Peanut Butter Cup Cookies

Okay, so I’m not a big fan of peanut butter, which is apparently really strange and just crazy talk to some people. However, I do like PB & J, Reese’s Pieces, and Peanut Butter Cups (though I prefer the mini ones), which is probably even more strange than my dislike of peanut butter. Which brings me to the Peanut Butter Cup Cookie.

My hubby came home one day with Peanut Butter Cup Oreos and my first thought was “I can make a cookie with that cookie”, because let’s face it, besides dunking it in milk, the next best way to eat an Oreo is of course by making another whole cookie out of it.

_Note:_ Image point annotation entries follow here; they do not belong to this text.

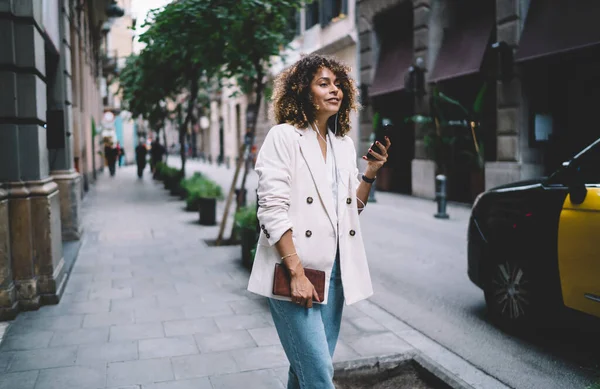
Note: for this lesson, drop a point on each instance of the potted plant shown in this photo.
(172, 178)
(190, 187)
(443, 134)
(208, 193)
(245, 223)
(158, 171)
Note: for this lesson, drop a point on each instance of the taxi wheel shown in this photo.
(510, 295)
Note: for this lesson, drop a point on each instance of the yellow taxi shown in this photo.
(534, 246)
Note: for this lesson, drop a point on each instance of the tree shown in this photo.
(177, 40)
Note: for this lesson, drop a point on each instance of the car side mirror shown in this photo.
(577, 189)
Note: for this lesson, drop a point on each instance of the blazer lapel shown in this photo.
(309, 146)
(342, 181)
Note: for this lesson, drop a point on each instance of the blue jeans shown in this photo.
(309, 336)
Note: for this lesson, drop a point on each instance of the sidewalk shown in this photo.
(150, 306)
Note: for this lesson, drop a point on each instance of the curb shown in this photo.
(375, 365)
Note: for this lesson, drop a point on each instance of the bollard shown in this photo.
(440, 196)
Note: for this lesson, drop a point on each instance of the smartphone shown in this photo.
(387, 126)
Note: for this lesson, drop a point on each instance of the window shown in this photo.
(312, 14)
(588, 165)
(331, 10)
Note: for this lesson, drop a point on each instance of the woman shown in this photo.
(309, 197)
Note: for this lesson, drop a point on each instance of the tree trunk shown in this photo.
(188, 117)
(260, 86)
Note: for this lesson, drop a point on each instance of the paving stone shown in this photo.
(132, 304)
(26, 341)
(367, 324)
(73, 377)
(158, 314)
(265, 336)
(203, 365)
(110, 293)
(136, 331)
(108, 319)
(282, 374)
(5, 358)
(139, 372)
(80, 336)
(197, 383)
(241, 322)
(343, 353)
(379, 345)
(21, 380)
(110, 352)
(54, 323)
(260, 358)
(263, 379)
(191, 327)
(43, 358)
(77, 308)
(250, 306)
(224, 341)
(206, 309)
(167, 347)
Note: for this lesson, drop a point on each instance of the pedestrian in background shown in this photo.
(120, 153)
(110, 152)
(141, 153)
(309, 197)
(157, 151)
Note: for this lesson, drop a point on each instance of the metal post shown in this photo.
(440, 196)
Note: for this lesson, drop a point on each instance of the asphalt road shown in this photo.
(418, 264)
(419, 270)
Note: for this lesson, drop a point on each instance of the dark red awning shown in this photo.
(557, 26)
(462, 49)
(394, 60)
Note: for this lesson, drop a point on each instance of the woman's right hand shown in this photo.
(303, 291)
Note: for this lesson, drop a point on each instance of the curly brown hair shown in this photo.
(292, 100)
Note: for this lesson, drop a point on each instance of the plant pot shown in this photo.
(384, 179)
(177, 190)
(183, 193)
(207, 207)
(241, 199)
(193, 206)
(248, 239)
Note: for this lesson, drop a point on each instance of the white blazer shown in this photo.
(294, 192)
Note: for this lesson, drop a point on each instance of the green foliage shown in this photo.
(192, 181)
(443, 135)
(245, 217)
(191, 44)
(201, 187)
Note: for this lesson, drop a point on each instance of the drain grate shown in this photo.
(395, 372)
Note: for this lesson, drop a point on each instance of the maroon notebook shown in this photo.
(281, 281)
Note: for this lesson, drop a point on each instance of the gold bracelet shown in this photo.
(287, 256)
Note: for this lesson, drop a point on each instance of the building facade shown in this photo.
(325, 26)
(118, 124)
(49, 107)
(502, 60)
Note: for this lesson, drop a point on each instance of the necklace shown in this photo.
(321, 136)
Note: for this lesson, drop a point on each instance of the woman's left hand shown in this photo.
(380, 158)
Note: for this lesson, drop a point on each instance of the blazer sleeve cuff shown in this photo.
(273, 233)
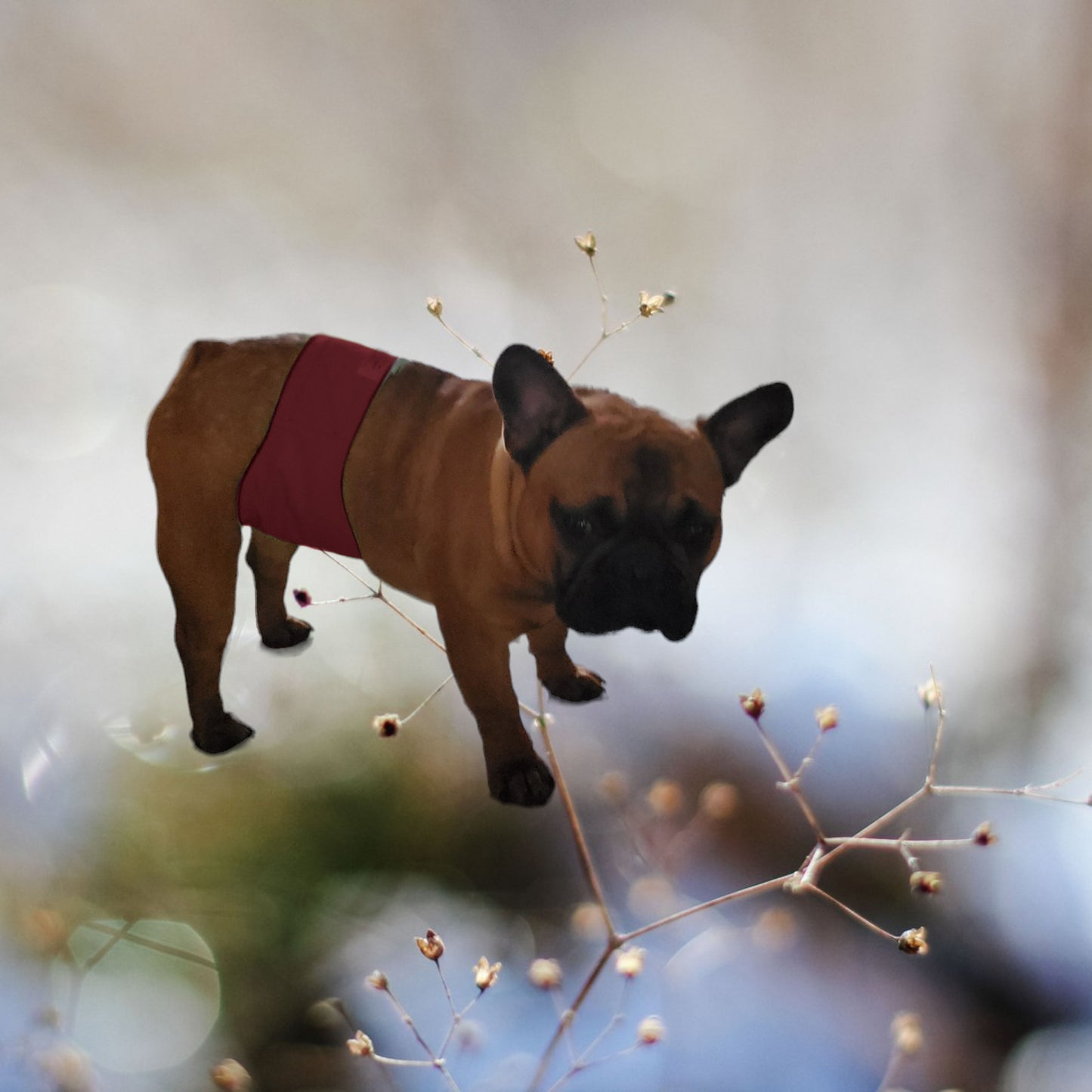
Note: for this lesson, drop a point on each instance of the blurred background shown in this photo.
(888, 206)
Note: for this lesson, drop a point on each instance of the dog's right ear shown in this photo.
(537, 404)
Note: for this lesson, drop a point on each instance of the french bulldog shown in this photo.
(522, 507)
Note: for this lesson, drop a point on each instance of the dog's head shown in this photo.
(621, 507)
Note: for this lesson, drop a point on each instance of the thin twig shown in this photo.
(462, 341)
(790, 782)
(812, 889)
(583, 853)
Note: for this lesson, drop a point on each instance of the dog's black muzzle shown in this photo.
(635, 584)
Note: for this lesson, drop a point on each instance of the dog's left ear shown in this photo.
(741, 428)
(535, 402)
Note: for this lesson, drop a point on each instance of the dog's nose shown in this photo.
(645, 564)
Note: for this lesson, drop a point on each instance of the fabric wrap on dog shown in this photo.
(292, 487)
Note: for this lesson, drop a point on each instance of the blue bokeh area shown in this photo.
(887, 206)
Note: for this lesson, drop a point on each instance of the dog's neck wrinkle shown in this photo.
(506, 488)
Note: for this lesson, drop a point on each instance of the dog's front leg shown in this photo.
(556, 672)
(478, 659)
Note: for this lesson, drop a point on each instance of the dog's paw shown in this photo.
(525, 781)
(582, 685)
(221, 735)
(286, 635)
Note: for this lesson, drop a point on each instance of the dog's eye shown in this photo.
(579, 527)
(694, 532)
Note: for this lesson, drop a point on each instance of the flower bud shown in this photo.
(485, 976)
(387, 725)
(907, 1032)
(667, 797)
(230, 1075)
(630, 962)
(930, 694)
(586, 243)
(545, 973)
(926, 883)
(650, 305)
(913, 942)
(753, 704)
(650, 1031)
(360, 1045)
(431, 945)
(719, 800)
(588, 922)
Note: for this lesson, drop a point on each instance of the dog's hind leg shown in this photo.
(198, 540)
(269, 559)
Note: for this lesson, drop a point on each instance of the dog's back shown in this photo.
(218, 407)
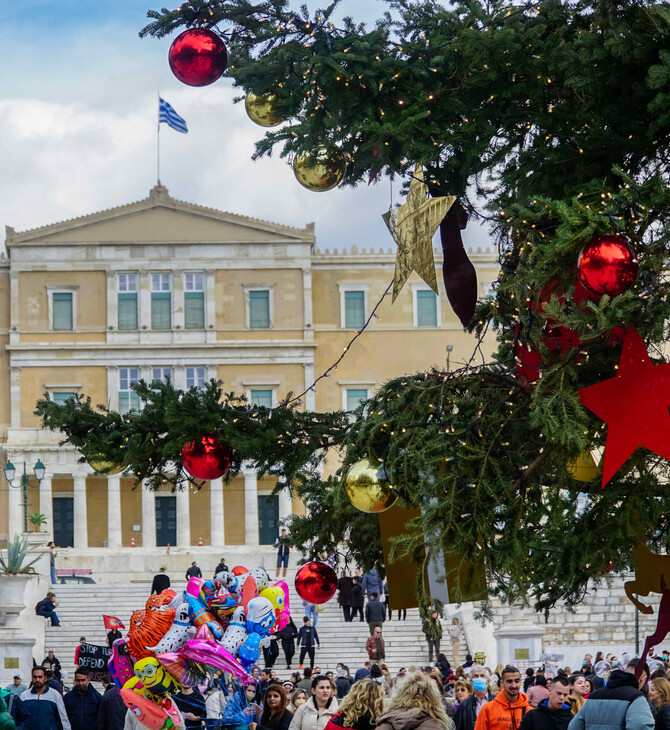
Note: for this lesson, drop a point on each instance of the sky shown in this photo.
(78, 110)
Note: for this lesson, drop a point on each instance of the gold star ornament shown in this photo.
(412, 226)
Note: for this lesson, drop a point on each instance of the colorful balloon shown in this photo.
(210, 654)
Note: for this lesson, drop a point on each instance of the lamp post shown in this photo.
(10, 471)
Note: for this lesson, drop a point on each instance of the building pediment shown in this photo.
(160, 218)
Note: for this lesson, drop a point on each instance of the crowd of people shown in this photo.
(434, 697)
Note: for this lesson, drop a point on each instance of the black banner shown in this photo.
(94, 658)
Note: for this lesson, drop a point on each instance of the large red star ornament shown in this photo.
(634, 404)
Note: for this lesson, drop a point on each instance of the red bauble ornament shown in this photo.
(198, 57)
(206, 459)
(607, 265)
(316, 582)
(634, 404)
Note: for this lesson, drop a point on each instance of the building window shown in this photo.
(62, 397)
(161, 301)
(354, 397)
(127, 301)
(62, 310)
(195, 377)
(353, 306)
(162, 374)
(425, 306)
(194, 300)
(259, 308)
(262, 397)
(128, 399)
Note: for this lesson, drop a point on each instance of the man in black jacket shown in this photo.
(161, 582)
(112, 712)
(553, 713)
(466, 714)
(307, 637)
(83, 702)
(375, 613)
(358, 599)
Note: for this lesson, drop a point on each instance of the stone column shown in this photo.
(114, 511)
(183, 517)
(15, 509)
(285, 505)
(80, 516)
(251, 536)
(148, 517)
(216, 512)
(47, 504)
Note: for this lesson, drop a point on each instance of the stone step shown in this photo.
(81, 608)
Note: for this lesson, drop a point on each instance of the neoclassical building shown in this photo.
(163, 288)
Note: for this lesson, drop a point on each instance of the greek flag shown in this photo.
(168, 115)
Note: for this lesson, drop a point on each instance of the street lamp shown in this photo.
(10, 472)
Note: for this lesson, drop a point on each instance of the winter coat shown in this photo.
(543, 718)
(371, 583)
(410, 718)
(82, 708)
(375, 611)
(371, 648)
(432, 628)
(112, 712)
(345, 597)
(307, 718)
(47, 711)
(6, 722)
(618, 706)
(499, 714)
(466, 712)
(661, 716)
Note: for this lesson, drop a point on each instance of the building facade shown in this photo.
(162, 288)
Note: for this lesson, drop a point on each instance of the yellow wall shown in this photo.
(96, 511)
(91, 298)
(93, 381)
(199, 505)
(287, 297)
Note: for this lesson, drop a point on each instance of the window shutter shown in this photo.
(426, 309)
(62, 310)
(259, 309)
(194, 310)
(161, 310)
(127, 311)
(354, 309)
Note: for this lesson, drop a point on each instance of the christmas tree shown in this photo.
(551, 121)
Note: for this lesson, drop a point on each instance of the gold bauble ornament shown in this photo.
(102, 466)
(368, 486)
(321, 169)
(583, 468)
(261, 109)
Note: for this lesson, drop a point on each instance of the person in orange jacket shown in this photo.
(508, 708)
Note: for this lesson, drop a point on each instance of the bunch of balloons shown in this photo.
(180, 640)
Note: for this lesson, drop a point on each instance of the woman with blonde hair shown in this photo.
(659, 695)
(416, 705)
(360, 708)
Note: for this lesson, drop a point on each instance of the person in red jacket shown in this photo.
(375, 646)
(509, 707)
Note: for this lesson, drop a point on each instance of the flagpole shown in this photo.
(158, 141)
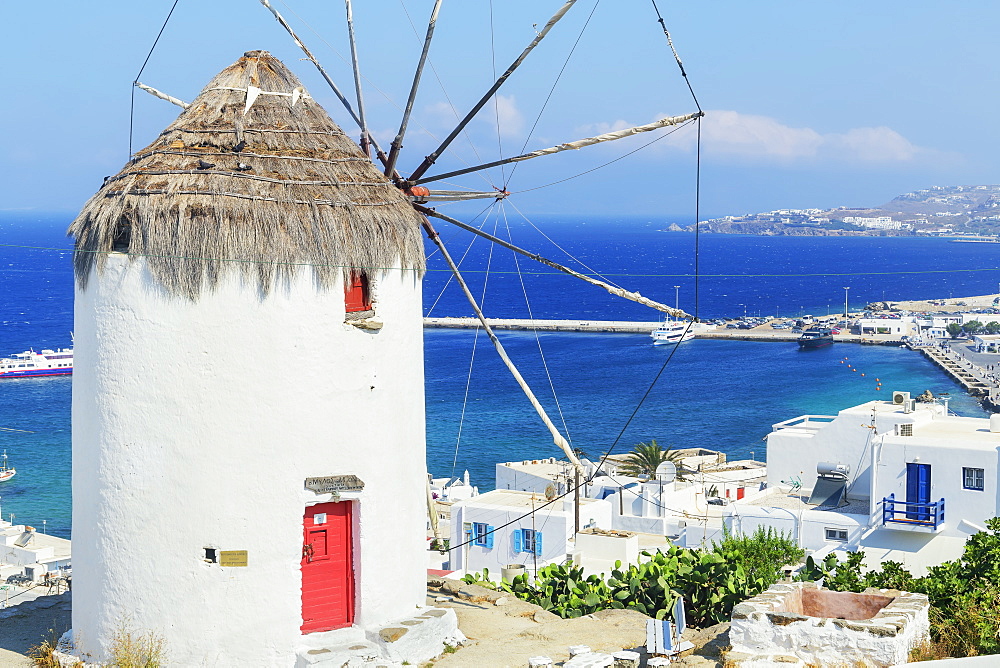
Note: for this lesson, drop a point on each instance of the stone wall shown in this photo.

Now, the one who doesn’t really care for peanut butter (that would be me) experimented then tasted and thought that this was a pretty damn impressive cookie. 

Now, I suggest that you get yourself a tall glass of milk and get ready for some one on one time with this nugget of deliciousness.

As always, please read through the entire recipe and notes before embarking on this adventure. 

Yield: 2 Dozen

Peanut Butter Cup Cookies

Peanut Butter Cup Cookies

Everything you love about a peanut butter cup in a chewy delicious chocolate cookie.

Prep Time: 10 minutes
Cook Time: 15 minutes
Total Time: 25 minutes

Ingredients

  • 2 sticks unsalted butter, softened
  • 1/2 cup light brown sugar, packed
  • 1/2 cup sugar
  • 2 large eggs, room temperature
  • 2 teaspoons vanilla extract
  • 2 1/4 cups all purpose flour
  • 1 teaspoon baking soda
  • 1 teaspoon salt
  • 1 (3.5 ounce) box instant chocolate pudding, not prepared
  • 10 peanut butter chocolate sandwich cookies
  • 10 ounce bag peanut butter baking chips

Instructions

PREHEAT OVEN TO 350° AND LINE A BAKING SHEET WITH PARCHMENT PAPER.

Sift together:

  1. Flour
  2. Baking Soda
  3. Salt
  4. Chocolate Pudding Mix

Using a hand mixer OR stand mixer with a paddle attachment (recommended), cream together:

  1. Butter
  2. Brown Sugar
  3. Sugar

Cream until light and fluffy. This will take about 5 minutes (with stand mixer).

Add eggs one at a time, mixing well after each addition.

Add vanilla extract.

Slowly add flour mixture, mixing well after each addition.

Add in sandwich cookies, then add in baking chips.

Spoon/scoop onto your lined baking sheet.

Bake in preheated oven for about 15 minutes or until edges begin to crisp up.

Once done, leave on baking sheet to cool for about 5 minutes, then transfer to a cooling rack to cool completely.

Enjoy.

Notes

I use a stand mixer with a paddle attachment, which is what I recommend. However, you can certainly use a hand mixer. However, your prep time will increase.

When making these cookies, I use a red #24 scoop, which scoops about 2 1/2 tablesppons of dough. This yields me about 2 dozen cookies. This also means that my cook time is about 15 minutes. Depending on how you scoop/spoon your cookies and the size of your scoops, your cook time will vary. How many cookies you get to shove into your mouth will also vary.

I crush my sandwich cookies by adding them directly to the cookie dough and letting the paddle do the work for me.

Using a ramekin to crack your eggs into before you add to dough can save you from having to dig eggshells out of your bowl or teeth.

Because of the pudding in this recipe, the cookies are comewhat delicate. So be sure to cool completely on a wire rack.